I had a couple of little revelations in the last half hour on my excursion to Community Market. Willie was walking Rosie up my street when I came out the front door. We stopped in passing and talked a little. I learned that he makes a living by selling goods from a booth at Saturday Market. Willie fashions shirts and other clothing, and he makes wooden hand drums. When I asked, he described himself as an “old hippie” with a smile. Next, I rounded the corner onto Fremont Avenue and, to my shock, a for sale sign hung like a gibbet in the front yard of Kat’s house. Her family has only been living there for a year and a half. I have no clue what changed their mind or what the circumstances are. And finally, it sounds like Heather is going through a breakup. Willie honked his horn at me on Maxwell Road as I was walking home. He was on his way to set up his booth, for after all this is Saturday. The sun is out this morning in a clear blue sky, but the air is windless. A prop plane hums over my house. My dog anticipates breakfast. Aesop has been rather agitated lately; he doesn’t sleep well and has nightmares when he does. Probably he feeds off my own disquiet about the world today. I’ll be relieved when summer is gone.
They say that endings are really new beginnings. Even so, bring on the autumn…
I don’t feel very good today. I suspect the cholesterol medication makes me dizzy and unbalanced, plus I have back pain. Just the wages of getting older. I hope I can make it to church tomorrow morning… But mentally I’m doing pretty well. The raspberry tea must’ve helped me. It is definitely cloudy and overcast today, and I kind of like it. Maybe it won’t get so hot this time. My mind dwells on school during the fall of 1990 for some reason. It was the only time I ever went to a Halloween party— and felt like a complete social klutz.
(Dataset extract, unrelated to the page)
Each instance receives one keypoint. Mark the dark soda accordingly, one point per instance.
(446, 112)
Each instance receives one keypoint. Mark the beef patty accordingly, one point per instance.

It was also a time when I had to choose between music and academics, ultimately picking school. A difficult decision. But I think I was in the wrong place with my musical friends, though I didn’t realize it right away. I dunno; it’s hard to be a divided person with diverse abilities.
Quarter after eleven. Feeling lonely again. Roger has some project going in his garage, something noisy. Since his retirement it’s been hard for him to keep busy. What is a retired cop supposed to do? His job was to bust the scumbags, as he called them. He didn’t care how the bad guys came to be that way. Didn’t think about criminal justice or whatever. If they broke the law, they broke the law: period. That was the training he received… Roger has been my neighbor for many years. He’s an old conservative like two other houses on this street. The most outrageous conservatives used to live next door to me. They laughed at homeless people and didn’t own a single book. I was actually sandwiched between two ultra conservative homes. Those people all moved away by June 2015, to my immense relief. They hated me and didn’t try to hide it. Those were very difficult years.
Noon hour. When you can’t find a niche where you fit in, you have to carve your own niche. That’s what having a domain is all about.